To most of us with easy access to toilets the facility is never perceived as valuable-just an everyday necessity part of life. They simply seem to be a place to relieve ourselves and flush it all away. But for almost five billion people around the world who have no access to safely managed sanitation a toilet is a much desired luxury.
To break taboos around toilets and make sanitation for all a global development priority, the United Nations General Assembly designated November 19 as World Toilet Day. The resolution passed in 2013 urged all member states to encourage behavioural changes and implement policies to increase access to sanitation among the poor, along with ending the practice of open-air defecation, which is deemed extremely harmful to public health.
The 2019 theme for World Toilet Day ‘Leaving No One Behind’ draws attention to those people left behind without sanitation. Toilet saves lives because human waste spreads diseases. Sanitation is also a question of basic dignity and safety for women who risk becoming victims of sexual abuse in an attempt to discreetly relieve themselves at night in remote places.

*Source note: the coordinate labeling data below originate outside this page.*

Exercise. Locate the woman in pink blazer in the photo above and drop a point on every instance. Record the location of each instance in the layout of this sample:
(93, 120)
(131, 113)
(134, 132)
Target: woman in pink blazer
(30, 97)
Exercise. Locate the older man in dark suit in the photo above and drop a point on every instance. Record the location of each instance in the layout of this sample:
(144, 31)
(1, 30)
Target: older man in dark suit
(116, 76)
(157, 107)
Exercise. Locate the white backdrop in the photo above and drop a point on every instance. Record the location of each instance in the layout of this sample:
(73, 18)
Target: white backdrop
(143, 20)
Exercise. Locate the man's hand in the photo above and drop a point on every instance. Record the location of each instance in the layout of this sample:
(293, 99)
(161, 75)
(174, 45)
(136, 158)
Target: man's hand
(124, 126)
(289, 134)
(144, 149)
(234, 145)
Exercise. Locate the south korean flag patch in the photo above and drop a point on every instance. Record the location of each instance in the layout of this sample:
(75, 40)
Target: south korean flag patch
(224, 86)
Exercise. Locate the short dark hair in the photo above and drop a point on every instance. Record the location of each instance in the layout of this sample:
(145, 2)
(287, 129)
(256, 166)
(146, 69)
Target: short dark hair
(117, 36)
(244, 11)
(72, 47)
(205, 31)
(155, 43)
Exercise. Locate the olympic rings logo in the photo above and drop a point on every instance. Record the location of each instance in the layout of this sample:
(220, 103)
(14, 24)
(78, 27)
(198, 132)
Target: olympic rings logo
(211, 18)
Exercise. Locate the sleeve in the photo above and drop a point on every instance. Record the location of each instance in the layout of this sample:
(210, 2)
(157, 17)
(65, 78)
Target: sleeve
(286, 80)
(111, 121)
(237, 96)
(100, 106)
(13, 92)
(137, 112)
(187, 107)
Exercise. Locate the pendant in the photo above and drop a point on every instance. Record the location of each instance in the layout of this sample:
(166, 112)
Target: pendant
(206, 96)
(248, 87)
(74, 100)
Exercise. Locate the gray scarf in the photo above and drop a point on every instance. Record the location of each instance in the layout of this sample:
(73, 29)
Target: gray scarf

Unfortunately, the world is not on track to reach the Sustainable Development Goal 6: to ensure availability and sustainable management of sanitation and water for all by 2030. Globally, 4.2 billion people lively without safely managed sanitation – more than half the global population. Over 673 million people still practice open defecation worldwide. Nearly 1,000 children die every day from diarrhoeal disease linked to a lack of safe water, sanitation and basic hygiene
It is embarrassing that Pakistan’s largest city Karachi has less than 100 public toilets for 20 million. Most public bathrooms have either broken down, are dysfunctional or unbearably nauseating. In contrast, India has made considerable progress by building over 101 million toilets in over 4000 cities and villages. An even more successful sanitation story belongs to Bangladesh where open defecation rates have fallen to nearly non-existent.
Access to sanitation is a fundamental human right but still more people in the world have a mobile phone than access to a toilet. Whoever you are, wherever you live, sanitation is your human right. World Toilet Day is a global observance that we must ensure access to safe toilets and sanitation systems for all.